# practice run with the DA



## tehvlb (Mar 27, 2018)

so i really want to get my S7 polished up, it has a few scuffs around the rear where an air hose has been stretched over the car and it could do with a right good polish.

I bought a bonnet from gumtree to practice on and this ihow it went

This is before










This is after










the bonnet was utterly goosed when i got it. I washed and clayed it before i polished. I used a green CG pad and CG 36 then 34.

wasnt as hard as i thought it would be if i am honest the only thing that surprised me was the colour of the pad after i was done, it had a blue tint on it, i guess there was bits of the bonnet that had been touched up and not laquered.

can i use this pad again or should it be binned? Last thing i want is to transfer blue paint onto my ibis white S7.


----------



## Berylburton (Sep 14, 2013)

Wash the pad with soap and water, rinse it thoroughly and see if the colour comes out.


----------



## tehvlb (Mar 27, 2018)

Berylburton said:


> Wash the pad with soap and water, rinse it thoroughly and see if the colour comes out.

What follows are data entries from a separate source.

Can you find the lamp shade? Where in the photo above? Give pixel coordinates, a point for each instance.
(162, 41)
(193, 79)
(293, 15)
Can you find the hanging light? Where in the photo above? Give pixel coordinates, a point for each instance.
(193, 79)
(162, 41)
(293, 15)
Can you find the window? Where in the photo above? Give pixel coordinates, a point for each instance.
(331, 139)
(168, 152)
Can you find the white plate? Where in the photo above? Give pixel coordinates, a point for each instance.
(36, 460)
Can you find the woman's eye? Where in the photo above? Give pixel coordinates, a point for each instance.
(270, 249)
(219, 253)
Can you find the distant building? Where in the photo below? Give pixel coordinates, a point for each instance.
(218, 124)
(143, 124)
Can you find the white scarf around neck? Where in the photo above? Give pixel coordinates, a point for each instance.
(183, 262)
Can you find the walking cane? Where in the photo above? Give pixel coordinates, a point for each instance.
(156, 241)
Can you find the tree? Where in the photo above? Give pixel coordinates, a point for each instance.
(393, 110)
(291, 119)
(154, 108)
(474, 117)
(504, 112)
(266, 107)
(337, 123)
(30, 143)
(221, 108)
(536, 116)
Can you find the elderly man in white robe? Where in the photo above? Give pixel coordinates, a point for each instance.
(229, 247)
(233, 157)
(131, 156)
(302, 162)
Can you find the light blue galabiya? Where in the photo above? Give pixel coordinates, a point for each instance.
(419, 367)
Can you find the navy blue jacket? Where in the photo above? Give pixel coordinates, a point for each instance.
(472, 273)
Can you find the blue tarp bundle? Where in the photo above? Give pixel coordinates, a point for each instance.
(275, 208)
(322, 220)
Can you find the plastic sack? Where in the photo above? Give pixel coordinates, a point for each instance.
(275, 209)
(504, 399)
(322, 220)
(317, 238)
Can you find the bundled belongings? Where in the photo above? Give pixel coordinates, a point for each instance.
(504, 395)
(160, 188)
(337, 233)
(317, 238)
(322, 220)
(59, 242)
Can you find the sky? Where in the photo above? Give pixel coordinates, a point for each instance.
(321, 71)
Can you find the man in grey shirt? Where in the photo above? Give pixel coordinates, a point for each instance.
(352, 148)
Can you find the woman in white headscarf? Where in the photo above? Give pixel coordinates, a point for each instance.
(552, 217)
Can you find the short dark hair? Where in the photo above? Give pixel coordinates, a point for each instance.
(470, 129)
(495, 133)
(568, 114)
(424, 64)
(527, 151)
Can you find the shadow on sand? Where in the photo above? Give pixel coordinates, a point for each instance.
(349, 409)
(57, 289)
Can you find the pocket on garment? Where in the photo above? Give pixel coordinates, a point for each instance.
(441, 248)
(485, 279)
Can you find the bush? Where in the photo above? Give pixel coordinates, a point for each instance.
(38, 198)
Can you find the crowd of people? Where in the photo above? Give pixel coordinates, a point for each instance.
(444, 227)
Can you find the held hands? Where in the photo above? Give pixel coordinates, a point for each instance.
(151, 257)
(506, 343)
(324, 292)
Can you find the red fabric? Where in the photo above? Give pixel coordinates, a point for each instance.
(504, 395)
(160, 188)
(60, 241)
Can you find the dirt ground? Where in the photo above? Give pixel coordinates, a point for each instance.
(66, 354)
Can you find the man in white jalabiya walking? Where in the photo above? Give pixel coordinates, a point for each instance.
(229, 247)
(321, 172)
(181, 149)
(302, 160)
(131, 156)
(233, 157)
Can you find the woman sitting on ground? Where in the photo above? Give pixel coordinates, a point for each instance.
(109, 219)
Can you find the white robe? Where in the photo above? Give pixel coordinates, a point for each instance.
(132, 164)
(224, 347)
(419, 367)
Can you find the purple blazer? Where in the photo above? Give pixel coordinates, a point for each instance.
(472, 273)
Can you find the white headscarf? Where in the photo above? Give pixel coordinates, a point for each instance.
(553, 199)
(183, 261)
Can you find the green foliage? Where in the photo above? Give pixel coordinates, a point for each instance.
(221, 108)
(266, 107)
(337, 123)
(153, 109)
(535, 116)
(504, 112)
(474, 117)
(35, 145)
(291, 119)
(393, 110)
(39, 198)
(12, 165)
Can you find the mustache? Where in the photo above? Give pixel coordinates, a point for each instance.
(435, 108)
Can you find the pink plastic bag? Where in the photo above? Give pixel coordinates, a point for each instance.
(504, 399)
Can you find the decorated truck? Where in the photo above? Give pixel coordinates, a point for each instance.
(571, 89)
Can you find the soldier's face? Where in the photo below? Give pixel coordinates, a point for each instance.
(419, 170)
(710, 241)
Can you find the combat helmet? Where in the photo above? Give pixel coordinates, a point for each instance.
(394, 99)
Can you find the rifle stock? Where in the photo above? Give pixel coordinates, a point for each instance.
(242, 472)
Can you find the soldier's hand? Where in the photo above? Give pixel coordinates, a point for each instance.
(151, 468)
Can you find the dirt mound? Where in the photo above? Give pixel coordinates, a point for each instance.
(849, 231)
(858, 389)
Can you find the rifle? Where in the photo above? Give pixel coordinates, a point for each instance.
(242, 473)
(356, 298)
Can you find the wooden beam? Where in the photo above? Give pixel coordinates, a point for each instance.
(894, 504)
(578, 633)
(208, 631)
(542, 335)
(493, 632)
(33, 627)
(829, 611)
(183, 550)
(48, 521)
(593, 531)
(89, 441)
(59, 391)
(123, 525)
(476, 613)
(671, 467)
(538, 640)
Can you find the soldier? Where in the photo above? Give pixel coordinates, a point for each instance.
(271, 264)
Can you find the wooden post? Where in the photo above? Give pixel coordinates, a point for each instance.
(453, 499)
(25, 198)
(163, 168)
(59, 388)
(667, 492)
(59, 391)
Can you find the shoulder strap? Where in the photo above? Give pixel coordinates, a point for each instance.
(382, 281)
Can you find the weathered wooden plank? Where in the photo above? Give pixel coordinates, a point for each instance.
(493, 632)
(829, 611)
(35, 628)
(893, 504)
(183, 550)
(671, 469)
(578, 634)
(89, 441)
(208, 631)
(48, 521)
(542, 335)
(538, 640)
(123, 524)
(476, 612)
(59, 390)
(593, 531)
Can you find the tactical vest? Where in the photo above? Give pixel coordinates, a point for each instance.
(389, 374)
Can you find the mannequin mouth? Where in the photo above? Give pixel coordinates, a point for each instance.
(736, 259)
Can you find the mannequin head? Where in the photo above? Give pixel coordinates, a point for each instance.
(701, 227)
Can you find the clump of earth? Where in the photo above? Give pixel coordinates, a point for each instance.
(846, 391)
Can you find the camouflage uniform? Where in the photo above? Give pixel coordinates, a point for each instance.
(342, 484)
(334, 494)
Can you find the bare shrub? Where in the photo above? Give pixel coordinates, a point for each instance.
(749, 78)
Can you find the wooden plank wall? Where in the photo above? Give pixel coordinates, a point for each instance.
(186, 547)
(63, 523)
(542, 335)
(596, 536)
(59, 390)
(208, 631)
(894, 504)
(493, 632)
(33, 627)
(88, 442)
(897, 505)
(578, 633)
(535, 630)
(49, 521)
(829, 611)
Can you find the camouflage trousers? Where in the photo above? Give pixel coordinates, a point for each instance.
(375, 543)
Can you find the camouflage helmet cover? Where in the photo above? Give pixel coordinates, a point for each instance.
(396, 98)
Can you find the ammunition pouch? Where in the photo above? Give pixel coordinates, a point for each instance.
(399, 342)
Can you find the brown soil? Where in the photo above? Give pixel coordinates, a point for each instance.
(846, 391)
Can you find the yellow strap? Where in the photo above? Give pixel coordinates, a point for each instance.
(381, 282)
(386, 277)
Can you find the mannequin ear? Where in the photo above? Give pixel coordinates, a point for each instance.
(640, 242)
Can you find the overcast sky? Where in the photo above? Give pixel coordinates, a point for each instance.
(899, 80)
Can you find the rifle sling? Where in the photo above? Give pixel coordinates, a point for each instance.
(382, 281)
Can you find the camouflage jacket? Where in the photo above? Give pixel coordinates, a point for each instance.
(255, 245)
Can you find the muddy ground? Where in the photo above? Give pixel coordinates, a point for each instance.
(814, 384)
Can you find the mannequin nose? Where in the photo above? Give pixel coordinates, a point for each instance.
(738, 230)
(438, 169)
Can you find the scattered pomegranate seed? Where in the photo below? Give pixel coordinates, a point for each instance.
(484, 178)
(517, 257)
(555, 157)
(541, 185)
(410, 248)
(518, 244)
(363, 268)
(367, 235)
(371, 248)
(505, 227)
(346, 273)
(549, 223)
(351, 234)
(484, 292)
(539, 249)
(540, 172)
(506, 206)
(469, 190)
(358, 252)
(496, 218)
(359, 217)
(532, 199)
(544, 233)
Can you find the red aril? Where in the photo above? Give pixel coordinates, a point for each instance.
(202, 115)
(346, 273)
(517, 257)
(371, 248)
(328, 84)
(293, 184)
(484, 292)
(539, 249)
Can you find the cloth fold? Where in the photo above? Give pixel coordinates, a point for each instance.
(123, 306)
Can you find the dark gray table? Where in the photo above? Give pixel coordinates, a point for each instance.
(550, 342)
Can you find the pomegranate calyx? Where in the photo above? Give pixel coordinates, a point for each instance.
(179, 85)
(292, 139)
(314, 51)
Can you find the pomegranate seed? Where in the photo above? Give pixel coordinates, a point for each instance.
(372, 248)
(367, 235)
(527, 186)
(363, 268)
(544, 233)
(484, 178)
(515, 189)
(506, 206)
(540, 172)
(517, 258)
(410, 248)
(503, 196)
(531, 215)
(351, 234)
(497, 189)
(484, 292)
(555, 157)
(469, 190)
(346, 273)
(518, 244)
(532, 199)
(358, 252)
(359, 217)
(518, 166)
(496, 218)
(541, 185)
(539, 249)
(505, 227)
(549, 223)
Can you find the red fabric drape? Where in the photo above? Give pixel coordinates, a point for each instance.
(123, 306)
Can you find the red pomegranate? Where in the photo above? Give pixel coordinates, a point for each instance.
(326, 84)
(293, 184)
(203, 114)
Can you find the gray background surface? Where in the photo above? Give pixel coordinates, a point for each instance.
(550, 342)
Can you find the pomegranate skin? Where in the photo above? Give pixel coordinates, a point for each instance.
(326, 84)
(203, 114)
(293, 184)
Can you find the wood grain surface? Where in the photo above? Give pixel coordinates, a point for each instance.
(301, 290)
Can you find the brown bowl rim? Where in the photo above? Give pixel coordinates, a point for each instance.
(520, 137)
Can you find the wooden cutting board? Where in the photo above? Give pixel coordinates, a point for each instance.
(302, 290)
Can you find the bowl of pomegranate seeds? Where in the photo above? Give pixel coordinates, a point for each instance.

Gave it a wash with water and a Toothbrushes but it's still blue

Sent from my SM-G950F using Tapatalk


----------



## [email protected] (Apr 2, 2007)

If you have the colour of the paint on your pad it must have been single stage paint


----------



## tehvlb (Mar 27, 2018)

[email protected] said:


> If you have the colour of the paint on your pad it must have been single stage paint


cheers man.

is the pad goosed?


----------



## [email protected] (Apr 2, 2007)

No it will be fine just wash it. With clear coat paint you are removing paint anyway its just clear.


----------



## tehvlb (Mar 27, 2018)

thanks alot Mark

Much appreciated


----------